While U.S. health care remains maddeningly expensive and difficult to access, our country made important advances this week.

The Inflation Reduction Act, passed by Congress and signed Tuesday by President Biden, is a vital step forward in addressing health care affordability and will provide tangible benefits for Rhode Islanders.

First, the act extends critical subsidies for people buying insurance through Healthsource RI. This will keep coverage more affordable for nearly 28,000 people in Rhode Island.

Second, the act addresses two critical aspects of spiraling drug costs. It limits how much Medicare beneficiaries in a plan with pharmacy coverage (Part D) will have to pay for their medications to $2,000 per year, starting in 2025. Today, beneficiaries too often must choose between taking medicines or paying for basic needs, like food and rent. This provision will give older adults the certainty of the maximum they will have to pay out-of-pocket, potentially helping close to 230,000 Rhode Islanders.

The law also enables the government, for the first time, to negotiate with drug manufacturers on behalf of nearly 40 million Medicare beneficiaries. It’s important to note that this is only for 10 drugs at first, but it represents an historic step in addressing the steep rise in drug costs, sending a clear message to the powerful drug lobby.


A much less noticed event that happened this month is that CivicaScript, an entity started by Civica Inc., Blue Cross & Blue Shield of Rhode Island and 17 other Blue Cross & Blue Shield plans, brought our first biosimilar specialty pharmacy medication to the market. The drug is used to treat prostate cancer and is projected to cost $171 per month — about $3,000 less than the average cost for someone with Medicare Part D. At a time when the pharma industry has been delaying biosimilars, which are like generics, from making it to consumers, in an effort to keep their branded drug prices as high as possible, this is an important development.

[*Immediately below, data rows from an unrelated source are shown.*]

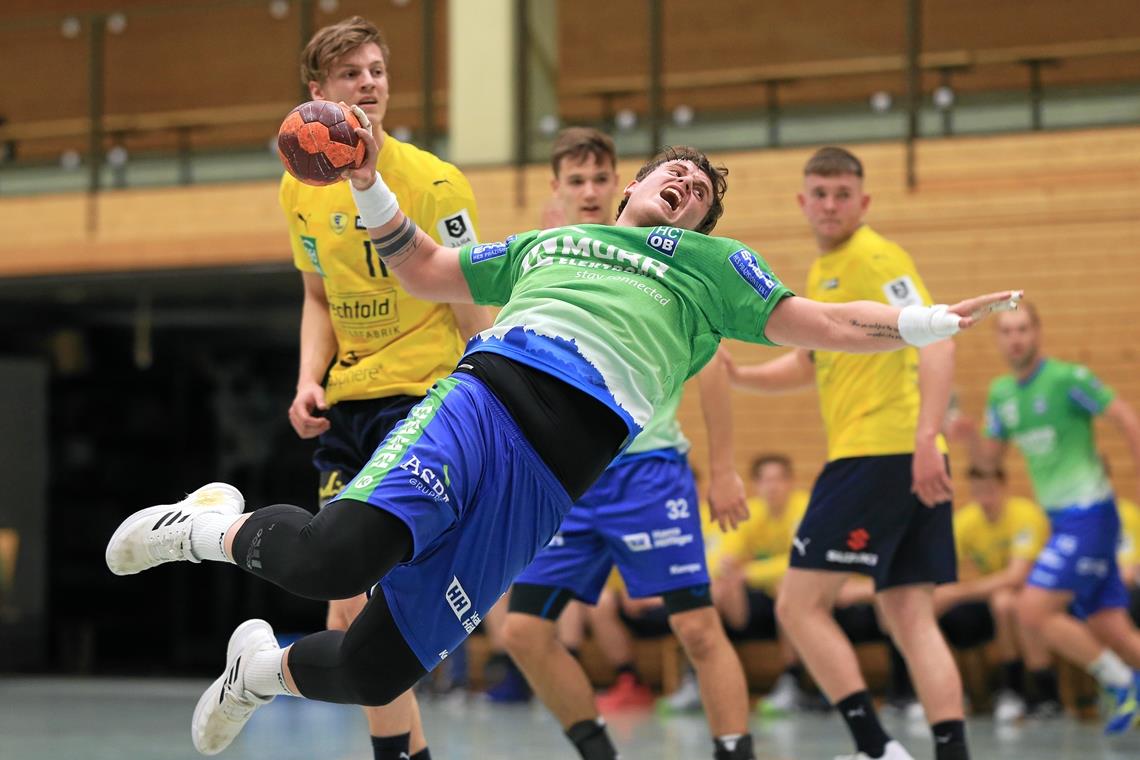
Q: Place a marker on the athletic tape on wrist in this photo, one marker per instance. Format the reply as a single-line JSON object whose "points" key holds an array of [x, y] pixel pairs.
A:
{"points": [[925, 325], [376, 204]]}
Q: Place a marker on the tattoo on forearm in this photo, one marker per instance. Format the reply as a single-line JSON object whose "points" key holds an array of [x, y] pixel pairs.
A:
{"points": [[878, 329], [399, 245]]}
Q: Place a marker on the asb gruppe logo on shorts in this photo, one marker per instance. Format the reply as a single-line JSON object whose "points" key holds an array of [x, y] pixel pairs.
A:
{"points": [[744, 262]]}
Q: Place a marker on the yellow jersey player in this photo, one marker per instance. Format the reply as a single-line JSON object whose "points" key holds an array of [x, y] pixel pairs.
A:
{"points": [[998, 538], [368, 350], [751, 562], [881, 506]]}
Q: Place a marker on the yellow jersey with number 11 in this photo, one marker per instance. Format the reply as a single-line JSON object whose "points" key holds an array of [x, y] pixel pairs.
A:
{"points": [[388, 342]]}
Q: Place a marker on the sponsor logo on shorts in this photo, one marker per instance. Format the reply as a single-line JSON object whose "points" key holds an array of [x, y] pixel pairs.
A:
{"points": [[457, 598], [670, 537], [1066, 544], [676, 508], [426, 480], [637, 541], [853, 557], [1092, 566], [744, 262], [857, 539]]}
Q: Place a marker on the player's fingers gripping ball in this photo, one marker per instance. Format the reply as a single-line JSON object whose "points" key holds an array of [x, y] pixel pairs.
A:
{"points": [[317, 141]]}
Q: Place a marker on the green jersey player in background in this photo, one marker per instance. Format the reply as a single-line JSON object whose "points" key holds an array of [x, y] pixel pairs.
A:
{"points": [[1047, 407]]}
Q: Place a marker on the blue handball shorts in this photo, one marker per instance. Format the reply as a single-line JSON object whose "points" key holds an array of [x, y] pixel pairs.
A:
{"points": [[1081, 558], [479, 501], [642, 515]]}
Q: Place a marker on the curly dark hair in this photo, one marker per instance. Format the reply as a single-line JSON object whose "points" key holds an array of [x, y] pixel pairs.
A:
{"points": [[715, 174]]}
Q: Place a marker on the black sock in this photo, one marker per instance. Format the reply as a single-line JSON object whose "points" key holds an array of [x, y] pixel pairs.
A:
{"points": [[390, 748], [592, 741], [950, 741], [858, 713], [1012, 676], [1044, 685], [738, 748], [628, 668]]}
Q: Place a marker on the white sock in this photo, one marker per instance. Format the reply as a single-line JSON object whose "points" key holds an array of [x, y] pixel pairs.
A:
{"points": [[263, 676], [208, 536], [1109, 670]]}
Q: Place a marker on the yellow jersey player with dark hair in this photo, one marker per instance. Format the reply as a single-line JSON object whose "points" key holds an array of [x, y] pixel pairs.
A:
{"points": [[881, 506], [368, 350]]}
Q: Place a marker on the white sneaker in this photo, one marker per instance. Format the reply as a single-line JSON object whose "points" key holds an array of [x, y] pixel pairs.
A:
{"points": [[157, 534], [783, 696], [893, 751], [225, 708], [1008, 707], [687, 696]]}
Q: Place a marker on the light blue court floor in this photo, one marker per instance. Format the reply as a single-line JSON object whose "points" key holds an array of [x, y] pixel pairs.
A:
{"points": [[65, 719]]}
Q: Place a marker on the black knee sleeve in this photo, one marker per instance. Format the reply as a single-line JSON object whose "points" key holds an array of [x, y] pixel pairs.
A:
{"points": [[546, 602], [369, 664], [338, 554]]}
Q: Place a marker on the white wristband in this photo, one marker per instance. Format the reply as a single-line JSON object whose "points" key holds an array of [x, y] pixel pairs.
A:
{"points": [[926, 325], [376, 205]]}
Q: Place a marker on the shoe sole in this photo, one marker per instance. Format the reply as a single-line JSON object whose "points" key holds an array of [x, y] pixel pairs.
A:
{"points": [[131, 522], [210, 694]]}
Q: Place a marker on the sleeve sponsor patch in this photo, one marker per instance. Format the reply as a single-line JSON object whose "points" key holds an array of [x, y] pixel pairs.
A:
{"points": [[456, 230], [901, 292], [487, 251], [750, 271]]}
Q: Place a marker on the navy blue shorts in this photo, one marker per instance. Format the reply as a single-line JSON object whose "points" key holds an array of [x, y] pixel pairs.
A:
{"points": [[1081, 557], [478, 500], [863, 519], [356, 426], [642, 515]]}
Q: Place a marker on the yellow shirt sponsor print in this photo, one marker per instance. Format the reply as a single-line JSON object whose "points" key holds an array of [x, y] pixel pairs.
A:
{"points": [[1020, 532], [389, 343], [869, 402]]}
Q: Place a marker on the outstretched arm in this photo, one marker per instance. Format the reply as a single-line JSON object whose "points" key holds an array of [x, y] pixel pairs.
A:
{"points": [[789, 372], [870, 327], [425, 269], [1124, 417]]}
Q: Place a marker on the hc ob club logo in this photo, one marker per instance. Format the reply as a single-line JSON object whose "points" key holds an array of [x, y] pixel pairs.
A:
{"points": [[665, 239]]}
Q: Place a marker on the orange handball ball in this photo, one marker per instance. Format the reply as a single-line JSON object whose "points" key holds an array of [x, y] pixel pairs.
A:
{"points": [[317, 141]]}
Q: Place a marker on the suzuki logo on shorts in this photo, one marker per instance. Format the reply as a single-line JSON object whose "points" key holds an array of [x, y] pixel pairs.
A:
{"points": [[457, 598]]}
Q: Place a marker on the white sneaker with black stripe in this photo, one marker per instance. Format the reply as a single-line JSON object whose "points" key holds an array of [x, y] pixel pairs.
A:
{"points": [[225, 708], [162, 533]]}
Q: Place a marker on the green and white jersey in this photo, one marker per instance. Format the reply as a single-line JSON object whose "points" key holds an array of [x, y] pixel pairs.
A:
{"points": [[625, 313], [1049, 416]]}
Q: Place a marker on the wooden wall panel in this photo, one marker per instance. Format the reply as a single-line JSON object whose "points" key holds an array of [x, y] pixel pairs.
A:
{"points": [[1056, 213]]}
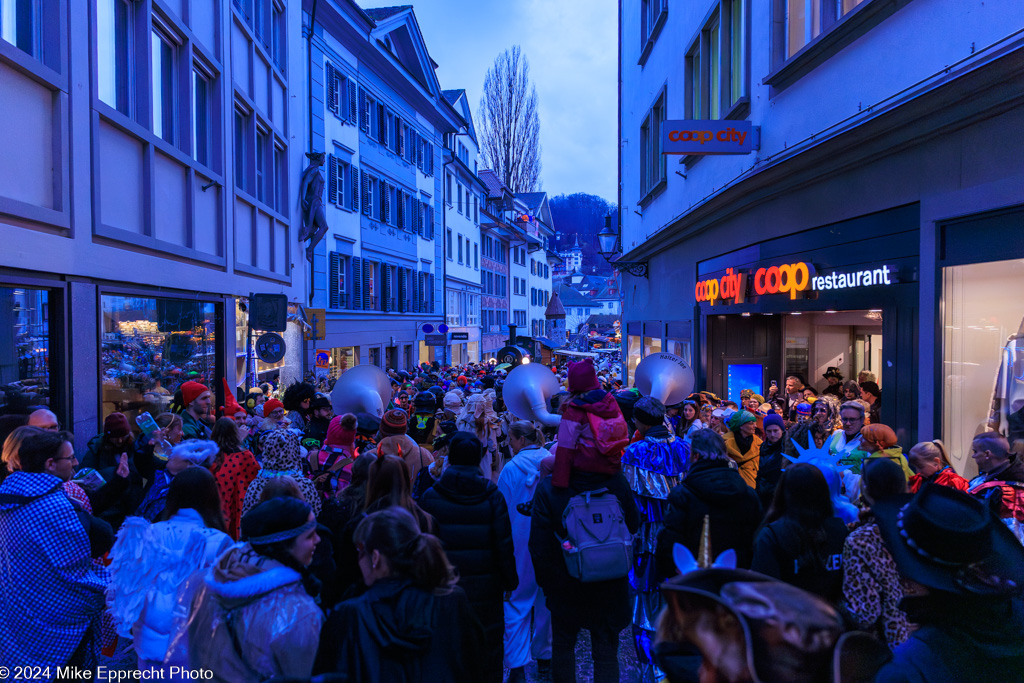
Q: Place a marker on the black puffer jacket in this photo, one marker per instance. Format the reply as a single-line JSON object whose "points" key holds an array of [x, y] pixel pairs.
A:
{"points": [[712, 487], [474, 526], [597, 604]]}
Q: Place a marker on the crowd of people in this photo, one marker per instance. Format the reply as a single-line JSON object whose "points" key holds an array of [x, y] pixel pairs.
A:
{"points": [[783, 537]]}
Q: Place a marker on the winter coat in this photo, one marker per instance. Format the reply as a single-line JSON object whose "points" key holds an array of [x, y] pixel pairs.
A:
{"points": [[944, 477], [150, 568], [967, 639], [233, 474], [399, 633], [715, 488], [252, 620], [748, 460], [572, 453], [473, 522], [770, 468], [592, 605], [783, 550]]}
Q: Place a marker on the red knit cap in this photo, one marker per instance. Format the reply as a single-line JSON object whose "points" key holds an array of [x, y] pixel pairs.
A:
{"points": [[394, 422], [583, 377], [192, 390], [117, 424]]}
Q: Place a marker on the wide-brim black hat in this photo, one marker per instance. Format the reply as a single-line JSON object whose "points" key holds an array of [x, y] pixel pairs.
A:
{"points": [[948, 541], [788, 634]]}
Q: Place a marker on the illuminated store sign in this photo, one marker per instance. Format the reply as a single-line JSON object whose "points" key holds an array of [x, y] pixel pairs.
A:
{"points": [[791, 279]]}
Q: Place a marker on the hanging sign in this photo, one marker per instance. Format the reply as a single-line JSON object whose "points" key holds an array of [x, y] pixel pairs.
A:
{"points": [[710, 137]]}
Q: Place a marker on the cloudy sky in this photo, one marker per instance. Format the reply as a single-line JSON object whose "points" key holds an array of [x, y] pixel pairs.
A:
{"points": [[571, 47]]}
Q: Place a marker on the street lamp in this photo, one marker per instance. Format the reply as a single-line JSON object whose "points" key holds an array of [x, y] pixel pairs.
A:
{"points": [[608, 242]]}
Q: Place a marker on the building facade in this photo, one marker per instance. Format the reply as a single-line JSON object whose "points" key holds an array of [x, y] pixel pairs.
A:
{"points": [[380, 115], [148, 184], [464, 195], [878, 223]]}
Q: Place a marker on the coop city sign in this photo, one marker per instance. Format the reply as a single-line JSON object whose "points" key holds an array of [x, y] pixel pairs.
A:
{"points": [[791, 279]]}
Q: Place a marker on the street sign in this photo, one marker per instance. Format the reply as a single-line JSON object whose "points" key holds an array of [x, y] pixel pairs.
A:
{"points": [[317, 323], [270, 347]]}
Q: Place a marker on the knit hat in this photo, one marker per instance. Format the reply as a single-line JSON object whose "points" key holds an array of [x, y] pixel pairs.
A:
{"points": [[394, 422], [882, 436], [192, 390], [648, 411], [774, 419], [583, 377], [271, 406], [230, 404], [740, 418], [117, 425]]}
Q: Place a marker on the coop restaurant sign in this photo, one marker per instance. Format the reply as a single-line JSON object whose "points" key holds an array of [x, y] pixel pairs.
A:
{"points": [[709, 137], [791, 280]]}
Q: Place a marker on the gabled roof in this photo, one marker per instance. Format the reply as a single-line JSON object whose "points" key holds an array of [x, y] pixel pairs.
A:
{"points": [[378, 13], [555, 307]]}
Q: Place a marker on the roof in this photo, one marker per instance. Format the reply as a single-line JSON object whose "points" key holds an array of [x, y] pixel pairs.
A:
{"points": [[570, 297], [453, 95], [555, 307], [378, 13]]}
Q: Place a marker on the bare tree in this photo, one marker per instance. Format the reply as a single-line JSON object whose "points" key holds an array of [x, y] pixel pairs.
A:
{"points": [[509, 124]]}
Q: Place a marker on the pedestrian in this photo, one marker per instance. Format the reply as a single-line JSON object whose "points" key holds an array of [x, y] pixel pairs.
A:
{"points": [[254, 617], [53, 596], [712, 489], [601, 606], [413, 624], [282, 456], [321, 413], [801, 540], [743, 445], [653, 466], [1000, 482], [153, 567], [297, 399], [930, 461], [474, 527], [233, 469], [196, 401], [964, 572], [871, 589], [771, 460], [526, 605]]}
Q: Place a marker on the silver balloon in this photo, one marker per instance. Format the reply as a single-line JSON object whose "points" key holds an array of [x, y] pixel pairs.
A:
{"points": [[666, 377], [526, 391], [361, 389]]}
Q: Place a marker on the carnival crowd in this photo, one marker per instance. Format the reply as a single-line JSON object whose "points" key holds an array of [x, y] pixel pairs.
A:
{"points": [[778, 538]]}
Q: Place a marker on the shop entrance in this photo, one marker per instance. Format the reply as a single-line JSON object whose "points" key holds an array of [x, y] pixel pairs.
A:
{"points": [[753, 350]]}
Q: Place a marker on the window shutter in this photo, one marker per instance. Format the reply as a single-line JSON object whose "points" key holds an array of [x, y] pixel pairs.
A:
{"points": [[366, 193], [353, 200], [331, 78], [332, 179], [368, 272], [356, 283], [334, 269]]}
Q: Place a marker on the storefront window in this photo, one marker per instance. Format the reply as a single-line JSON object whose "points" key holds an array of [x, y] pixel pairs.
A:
{"points": [[25, 349], [151, 347], [983, 355]]}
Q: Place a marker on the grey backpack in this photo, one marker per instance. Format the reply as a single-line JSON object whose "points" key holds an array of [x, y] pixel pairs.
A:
{"points": [[597, 545]]}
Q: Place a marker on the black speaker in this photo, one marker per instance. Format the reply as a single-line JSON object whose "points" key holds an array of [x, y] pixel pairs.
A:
{"points": [[268, 312]]}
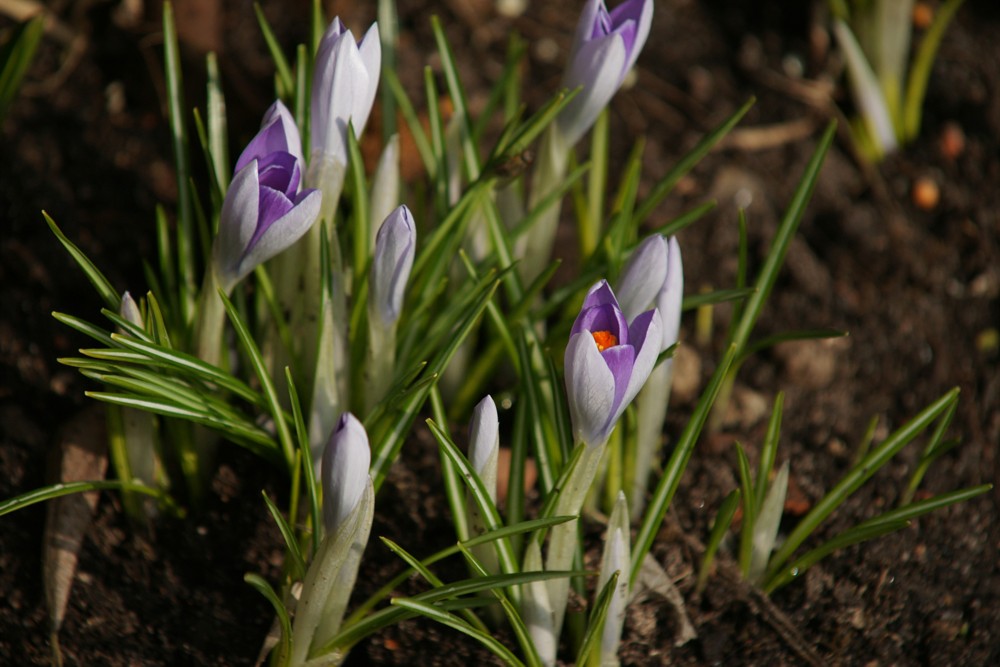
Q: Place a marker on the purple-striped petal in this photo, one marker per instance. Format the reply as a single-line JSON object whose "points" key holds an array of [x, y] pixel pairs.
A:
{"points": [[590, 389]]}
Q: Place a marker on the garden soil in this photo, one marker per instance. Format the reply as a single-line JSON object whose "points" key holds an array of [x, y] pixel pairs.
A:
{"points": [[903, 256]]}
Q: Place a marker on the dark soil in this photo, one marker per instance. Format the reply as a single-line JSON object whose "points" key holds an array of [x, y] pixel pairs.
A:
{"points": [[917, 288]]}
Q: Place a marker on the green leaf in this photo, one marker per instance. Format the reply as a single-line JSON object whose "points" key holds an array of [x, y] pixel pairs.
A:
{"points": [[452, 621], [15, 58], [67, 488], [589, 652], [857, 476], [920, 72], [280, 611], [749, 511], [480, 495], [264, 376], [104, 288], [286, 84], [185, 216], [298, 568]]}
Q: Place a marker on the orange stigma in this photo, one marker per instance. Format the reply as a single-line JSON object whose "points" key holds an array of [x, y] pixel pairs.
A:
{"points": [[604, 340]]}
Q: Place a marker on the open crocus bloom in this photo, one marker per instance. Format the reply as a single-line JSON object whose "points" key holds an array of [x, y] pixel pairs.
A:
{"points": [[264, 211], [605, 48], [607, 362]]}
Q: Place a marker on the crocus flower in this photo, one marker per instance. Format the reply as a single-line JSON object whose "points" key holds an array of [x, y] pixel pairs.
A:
{"points": [[484, 443], [265, 210], [607, 362], [395, 248], [605, 48], [345, 470], [344, 83]]}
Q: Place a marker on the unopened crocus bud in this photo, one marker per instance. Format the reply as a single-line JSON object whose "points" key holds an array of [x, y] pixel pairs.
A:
{"points": [[265, 210], [484, 443], [671, 295], [345, 78], [346, 462], [643, 276], [129, 309], [395, 248], [607, 362], [605, 48]]}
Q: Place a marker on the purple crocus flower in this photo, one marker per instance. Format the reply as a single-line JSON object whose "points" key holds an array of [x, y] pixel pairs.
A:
{"points": [[344, 472], [344, 83], [607, 362], [605, 48], [395, 248], [265, 210]]}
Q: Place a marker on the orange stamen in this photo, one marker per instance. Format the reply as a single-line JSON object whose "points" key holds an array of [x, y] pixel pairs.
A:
{"points": [[604, 340]]}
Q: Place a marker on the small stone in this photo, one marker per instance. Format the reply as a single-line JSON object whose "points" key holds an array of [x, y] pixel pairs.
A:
{"points": [[926, 194], [951, 143], [923, 15]]}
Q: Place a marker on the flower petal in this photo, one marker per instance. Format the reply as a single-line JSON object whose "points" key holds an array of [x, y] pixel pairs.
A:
{"points": [[598, 66], [370, 53], [671, 295], [278, 133], [639, 14], [283, 232], [590, 389], [621, 360], [646, 336], [643, 276], [237, 223]]}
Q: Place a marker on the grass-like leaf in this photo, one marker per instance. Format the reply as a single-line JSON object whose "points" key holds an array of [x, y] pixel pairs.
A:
{"points": [[68, 488], [452, 621], [264, 588], [298, 567], [104, 288]]}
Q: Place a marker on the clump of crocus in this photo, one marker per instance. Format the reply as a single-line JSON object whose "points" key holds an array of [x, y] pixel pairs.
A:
{"points": [[265, 211], [654, 275], [605, 48], [607, 361], [348, 509]]}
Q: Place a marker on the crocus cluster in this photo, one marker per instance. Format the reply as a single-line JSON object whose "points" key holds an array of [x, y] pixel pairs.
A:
{"points": [[265, 210], [607, 361]]}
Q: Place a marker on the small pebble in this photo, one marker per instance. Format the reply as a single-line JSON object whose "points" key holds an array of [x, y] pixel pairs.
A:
{"points": [[952, 141], [926, 193]]}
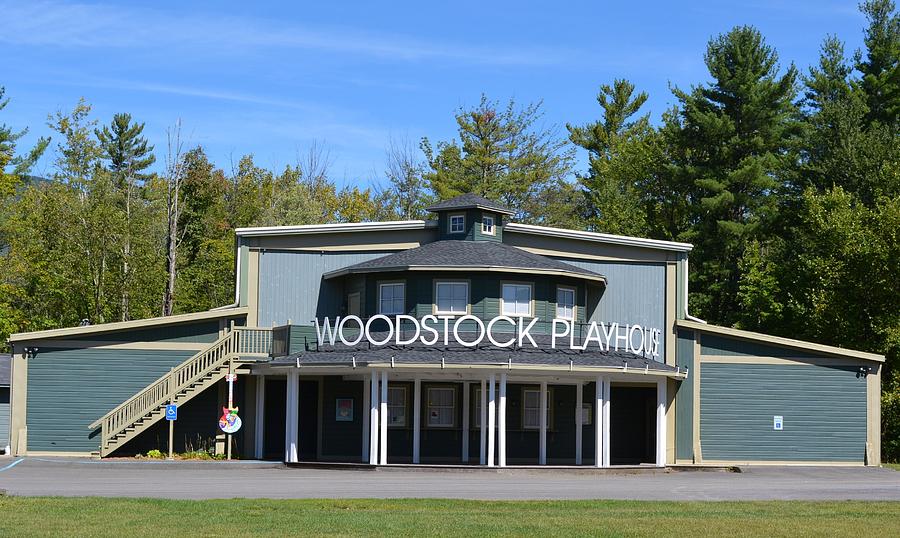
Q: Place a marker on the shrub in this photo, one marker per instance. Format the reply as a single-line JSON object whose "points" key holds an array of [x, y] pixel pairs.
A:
{"points": [[890, 424]]}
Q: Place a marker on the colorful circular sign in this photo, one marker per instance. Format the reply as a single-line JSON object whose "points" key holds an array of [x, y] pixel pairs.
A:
{"points": [[229, 421]]}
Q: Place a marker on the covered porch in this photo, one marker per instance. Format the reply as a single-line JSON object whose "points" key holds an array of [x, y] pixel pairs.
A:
{"points": [[466, 414]]}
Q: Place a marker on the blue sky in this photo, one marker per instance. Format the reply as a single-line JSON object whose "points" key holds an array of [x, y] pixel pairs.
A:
{"points": [[272, 78]]}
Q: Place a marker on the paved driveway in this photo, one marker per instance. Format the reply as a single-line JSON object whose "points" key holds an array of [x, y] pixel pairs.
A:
{"points": [[187, 480]]}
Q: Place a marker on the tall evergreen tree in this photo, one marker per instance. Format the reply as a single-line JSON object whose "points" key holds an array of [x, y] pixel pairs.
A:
{"points": [[735, 141], [128, 155], [502, 154], [623, 154], [880, 65]]}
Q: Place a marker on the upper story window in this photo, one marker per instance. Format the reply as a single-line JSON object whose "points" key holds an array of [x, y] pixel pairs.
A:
{"points": [[516, 300], [531, 409], [487, 225], [565, 303], [353, 308], [457, 224], [451, 297], [392, 298]]}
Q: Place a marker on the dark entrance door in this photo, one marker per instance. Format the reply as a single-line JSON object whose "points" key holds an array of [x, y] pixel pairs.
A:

I believe that we all want health care to be more affordable and that it will take all of us to have impact. At Blue Cross, as we make progress in bringing down the rising cost of prescription drugs, we’re grateful to our congressional delegation for their leadership in advancing this critical legislation.

Martha L. Wofford is president & CEO of Blue Cross & Blue Shield of Rhode Island.

Correction: The number of people buying insurance through HealthSource RI for whom the Inflation Reduction Act extends subsidies was incorrect in a previous version of this commentary. The act extends subsidies to 28,000 people.